Artigo: Uma Garota de Muita Sorte
Por Débora Pereira
1º out. 2023
Aflição de ser eu e não ser outra (…)
Aflição de não ser a grande ilha que te retém e não te desespera (…) Aflição de ser água em meio à terra E ter a face conturbada e móvel.
E a um só tempo múltipla e imóvel (…). ¹
Em face de ser si própria e não a outra que criou para sobreviver à realidade de seus traumas, Ani Fanelli parece aflita. Aflita em face de não ser, afinal, a mulher perfeita aos olhos de todos - exceto, claro, aos seus. Em face de sermos, todas, uma aflição de múltiplas faces, o filme “Uma garota de muita sorte”² permeia as aflições de tantas Anis - ou Tiffanys – que incessantemente se veem imóveis em um mundo que não nos da mobilidade.
Ani aparenta ter conquistado a vida dos sonhos, construído a carreira de sucesso, conquistado o noivo perfeito, o corpo perfeito, ser, enfim, a mulher perfeita. Mas ao acompanharmos a personagem (ou a nós mesmas?) vemos a nudez do passado, que parecia tão bem escondida, sob o manto, ainda que diáfano, da fantasia³ de irretocabilidade que parecemos criar para pertencer. Pertencer, que nas palavras lamentosas de Clarice, é sentir que nossa “força não seja inútil e fortifique uma pessoa ou uma coisa” ⁴. Engraçado, porém, ver que tal busca incessante de pertencimento, no enredo que assistimos – e vivemos, é unilateralmente empreendida. Ani quer pertencer, ser alguém para alguém. Mas há quem queira nos ser útil? Fortificar-nos?
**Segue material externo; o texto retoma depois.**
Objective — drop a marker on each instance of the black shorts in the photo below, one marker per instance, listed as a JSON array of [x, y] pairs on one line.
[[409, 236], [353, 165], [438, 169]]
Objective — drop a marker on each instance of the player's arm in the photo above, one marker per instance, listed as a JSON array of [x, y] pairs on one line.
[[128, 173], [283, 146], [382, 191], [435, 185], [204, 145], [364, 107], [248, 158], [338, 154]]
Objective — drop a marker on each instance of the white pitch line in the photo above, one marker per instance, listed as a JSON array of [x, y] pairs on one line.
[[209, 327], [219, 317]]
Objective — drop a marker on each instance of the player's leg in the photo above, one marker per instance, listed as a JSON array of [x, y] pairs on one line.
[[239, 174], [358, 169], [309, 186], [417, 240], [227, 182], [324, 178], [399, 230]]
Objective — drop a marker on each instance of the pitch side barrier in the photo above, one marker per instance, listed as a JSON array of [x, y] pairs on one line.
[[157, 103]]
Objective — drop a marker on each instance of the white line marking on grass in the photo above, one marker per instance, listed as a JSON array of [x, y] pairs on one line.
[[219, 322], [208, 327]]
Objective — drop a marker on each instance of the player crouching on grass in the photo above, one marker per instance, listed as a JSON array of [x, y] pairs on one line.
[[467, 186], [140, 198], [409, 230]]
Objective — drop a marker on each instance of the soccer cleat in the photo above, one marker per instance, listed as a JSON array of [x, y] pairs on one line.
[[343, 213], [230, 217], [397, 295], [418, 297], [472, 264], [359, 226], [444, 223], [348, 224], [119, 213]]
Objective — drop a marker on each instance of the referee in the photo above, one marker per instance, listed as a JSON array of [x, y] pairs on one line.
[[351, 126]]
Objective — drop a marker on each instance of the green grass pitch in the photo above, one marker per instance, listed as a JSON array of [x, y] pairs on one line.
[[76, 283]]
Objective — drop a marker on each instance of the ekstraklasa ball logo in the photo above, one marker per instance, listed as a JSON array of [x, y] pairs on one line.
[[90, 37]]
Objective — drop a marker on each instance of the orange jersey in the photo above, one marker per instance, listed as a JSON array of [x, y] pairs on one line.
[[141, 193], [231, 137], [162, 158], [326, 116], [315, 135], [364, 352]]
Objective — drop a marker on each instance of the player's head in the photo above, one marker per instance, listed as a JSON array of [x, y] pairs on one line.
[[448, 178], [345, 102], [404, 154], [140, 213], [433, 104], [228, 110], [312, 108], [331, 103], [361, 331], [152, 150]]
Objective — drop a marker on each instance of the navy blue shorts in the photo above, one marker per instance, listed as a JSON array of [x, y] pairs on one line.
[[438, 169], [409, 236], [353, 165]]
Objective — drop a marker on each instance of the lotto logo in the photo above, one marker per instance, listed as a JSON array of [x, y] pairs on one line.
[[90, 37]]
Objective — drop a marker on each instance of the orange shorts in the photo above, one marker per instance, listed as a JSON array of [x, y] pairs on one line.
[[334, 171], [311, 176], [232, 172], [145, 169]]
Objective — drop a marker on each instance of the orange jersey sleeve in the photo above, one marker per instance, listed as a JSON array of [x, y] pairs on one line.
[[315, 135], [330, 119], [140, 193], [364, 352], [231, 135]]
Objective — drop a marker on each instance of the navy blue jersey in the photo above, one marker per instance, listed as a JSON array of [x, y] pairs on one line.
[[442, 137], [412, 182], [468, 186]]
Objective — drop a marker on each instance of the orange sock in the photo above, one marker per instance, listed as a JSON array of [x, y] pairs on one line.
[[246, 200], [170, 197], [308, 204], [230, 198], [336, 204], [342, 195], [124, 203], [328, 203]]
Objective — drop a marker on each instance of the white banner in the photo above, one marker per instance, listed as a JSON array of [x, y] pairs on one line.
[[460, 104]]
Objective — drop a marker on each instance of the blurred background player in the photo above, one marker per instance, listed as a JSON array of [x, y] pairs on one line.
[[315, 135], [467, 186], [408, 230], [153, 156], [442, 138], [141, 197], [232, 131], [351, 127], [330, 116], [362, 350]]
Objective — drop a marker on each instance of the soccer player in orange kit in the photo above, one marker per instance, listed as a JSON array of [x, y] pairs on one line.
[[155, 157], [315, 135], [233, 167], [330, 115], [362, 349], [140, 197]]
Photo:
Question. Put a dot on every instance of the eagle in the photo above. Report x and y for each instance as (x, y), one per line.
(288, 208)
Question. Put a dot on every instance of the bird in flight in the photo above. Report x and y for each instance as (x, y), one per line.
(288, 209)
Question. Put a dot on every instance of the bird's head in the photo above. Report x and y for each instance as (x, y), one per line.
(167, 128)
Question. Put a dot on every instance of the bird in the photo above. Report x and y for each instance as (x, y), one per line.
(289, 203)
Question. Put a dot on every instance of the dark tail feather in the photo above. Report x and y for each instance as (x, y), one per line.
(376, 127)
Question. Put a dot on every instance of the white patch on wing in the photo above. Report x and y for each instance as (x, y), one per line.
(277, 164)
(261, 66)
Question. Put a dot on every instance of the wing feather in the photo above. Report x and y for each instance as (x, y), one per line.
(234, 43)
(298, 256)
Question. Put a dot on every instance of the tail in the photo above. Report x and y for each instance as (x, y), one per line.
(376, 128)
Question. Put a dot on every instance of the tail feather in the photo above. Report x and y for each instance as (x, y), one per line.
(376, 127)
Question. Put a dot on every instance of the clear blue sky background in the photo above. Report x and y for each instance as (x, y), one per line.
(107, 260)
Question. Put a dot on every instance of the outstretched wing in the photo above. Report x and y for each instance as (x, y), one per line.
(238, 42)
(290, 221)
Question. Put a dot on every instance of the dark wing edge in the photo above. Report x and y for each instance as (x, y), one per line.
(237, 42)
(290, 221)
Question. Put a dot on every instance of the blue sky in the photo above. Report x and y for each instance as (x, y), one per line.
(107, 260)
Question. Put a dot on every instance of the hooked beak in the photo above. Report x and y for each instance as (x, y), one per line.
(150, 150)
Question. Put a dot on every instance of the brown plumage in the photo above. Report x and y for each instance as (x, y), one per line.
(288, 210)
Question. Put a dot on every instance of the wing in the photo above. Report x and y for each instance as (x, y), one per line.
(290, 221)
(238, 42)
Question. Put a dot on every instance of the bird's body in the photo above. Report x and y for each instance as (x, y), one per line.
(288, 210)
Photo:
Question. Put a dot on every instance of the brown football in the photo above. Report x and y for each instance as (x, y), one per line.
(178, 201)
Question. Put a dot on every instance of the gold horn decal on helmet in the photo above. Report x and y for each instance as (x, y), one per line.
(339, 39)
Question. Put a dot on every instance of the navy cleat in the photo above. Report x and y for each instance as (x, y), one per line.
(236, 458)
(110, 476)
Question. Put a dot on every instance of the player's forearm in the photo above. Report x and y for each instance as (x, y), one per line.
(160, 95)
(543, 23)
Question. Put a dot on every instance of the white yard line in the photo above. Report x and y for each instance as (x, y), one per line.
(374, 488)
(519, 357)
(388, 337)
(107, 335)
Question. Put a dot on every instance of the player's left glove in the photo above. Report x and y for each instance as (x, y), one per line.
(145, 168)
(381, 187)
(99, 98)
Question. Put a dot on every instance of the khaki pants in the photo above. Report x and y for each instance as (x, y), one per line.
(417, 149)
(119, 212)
Toda a vida de Ani, a partir do momento em que se entende como mulher, orientou-se pela busca da validação. Seu silêncio de anos perante a ascensão de seu violentador traduz a eterna luta empreendia – ou imposta? – à mulher que deseja ser vista, reconhecida, respeitada. Adjetivar uma mulher, como a própria personagem pontua, não parte de quem ela é, mas do que ela se mostra ser perante os outros, perante os homens. E, com o peso das palavras nunca ditas, quem sabe prestes a serem ditas 7, seguimos buscando nossa validade não naquilo que somos, mas naquilo que se espera que sejamos. E enquanto a lágrima que não chorou se prende ainda mais nas dores vividas e nunca ditas, aquele que, na adolescência, impetrou todos os traumas que costuram o futuro de Ani, ascende enquanto herói. Afinal, se são eles a terra, somos nós a água que flui seus caminhos a partir do terreno que nos é dado, nunca criando nossos cursos, mas sempre os encaixando nas valas que se postam a nossa frente. Validamo- nos sendo não nós mesmas, mas quem somos moldadas para ser. Perfeitas. Caladas. Sempre Ani. Nunca Tiffany.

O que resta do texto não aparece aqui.